The small glimpse of humor fades away as the reality of her death hits me again.

"I was told that she fell asleep in the bathtub and drowned. It wasn't until recently that I learned that wasn't the whole story. She took medication for her anorexia, which she knew would make her drowsy. Then she got in the tub and let the water run. I don't think it was officially ruled a suicide, but my family knew better."

"I'm sorry to hear that," she says sincerely. She says no more and I take that as my que to continue.

"When I was 10 or 11 I lost my great grandmother. We weren't extremely close. She always told me the same thing every time she saw me. 'You are exactly what my mother ordered'. I don't know what she meant by that, but she said it every time without fail."

"She sounds lovely," she says, jotting down notes.

"In high school, one of my close friends died in her sleep. It wasn't a suicide or anything, she just died. No one ever told me exactly what caused her death."

"Losing a friend is difficult," she says.

"Yeah, it is, but I can't imagine how her parents must have felt. She was so young, only 16..."

"Yes, some would say losing a child is one of the hardest things to recover from."

I nod in agreement and say no more. I know what's coming next, but I don't want to go there. Though I complain about talking about my past, I much prefer that to talking about losing him.

"And since then, have you lost anyone since high school?"

I look up slowly and nod, "yes".

"You said before that you couldn't have imagined how your friend's parents must have felt, but I think you might have an idea.

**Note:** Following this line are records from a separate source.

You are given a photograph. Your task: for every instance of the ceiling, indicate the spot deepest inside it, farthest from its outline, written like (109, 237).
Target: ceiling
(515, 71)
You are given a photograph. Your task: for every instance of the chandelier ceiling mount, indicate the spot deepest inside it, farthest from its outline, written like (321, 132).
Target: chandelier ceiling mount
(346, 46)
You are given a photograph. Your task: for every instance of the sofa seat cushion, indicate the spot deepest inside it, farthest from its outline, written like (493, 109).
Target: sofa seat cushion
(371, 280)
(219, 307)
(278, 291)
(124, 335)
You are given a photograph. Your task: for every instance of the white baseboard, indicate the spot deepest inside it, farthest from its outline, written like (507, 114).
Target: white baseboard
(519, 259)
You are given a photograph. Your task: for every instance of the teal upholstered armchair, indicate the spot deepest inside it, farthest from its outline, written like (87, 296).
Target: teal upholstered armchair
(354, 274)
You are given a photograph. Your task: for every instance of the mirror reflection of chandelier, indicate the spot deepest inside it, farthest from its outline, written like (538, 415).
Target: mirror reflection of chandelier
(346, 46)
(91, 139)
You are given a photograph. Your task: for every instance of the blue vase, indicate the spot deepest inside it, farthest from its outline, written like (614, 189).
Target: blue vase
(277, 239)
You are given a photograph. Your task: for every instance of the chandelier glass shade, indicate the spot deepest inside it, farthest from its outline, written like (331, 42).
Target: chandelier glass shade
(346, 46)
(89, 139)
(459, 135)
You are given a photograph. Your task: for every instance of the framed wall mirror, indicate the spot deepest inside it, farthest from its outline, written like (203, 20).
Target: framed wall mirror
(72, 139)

"Well, he wasn't my son," I say but my heart isn't into the joke and my voice cracks slightly.

"What was he then?"

"He was my... my best friend..." I look down at my hands, holding back tears.

"I get a feeling he was more than that."

"I don't know how someone could be more than that," I pause and sniffle, fiddling with my thumbs "But he was. He was so much more than that..."

I pause again.

"He was everything." It's almost a whisper.

She gives me a sad smile. In that look, I know she understands exactly how I feel. I begin to wonder who she lost, but she starts asking questions before my mind can linger on that thought for too long.

"How did you know each other?"

"He was like my annoying little brother, but he was older than me. I don't know how he did it." I smile at the memory, "I couldn't stand him."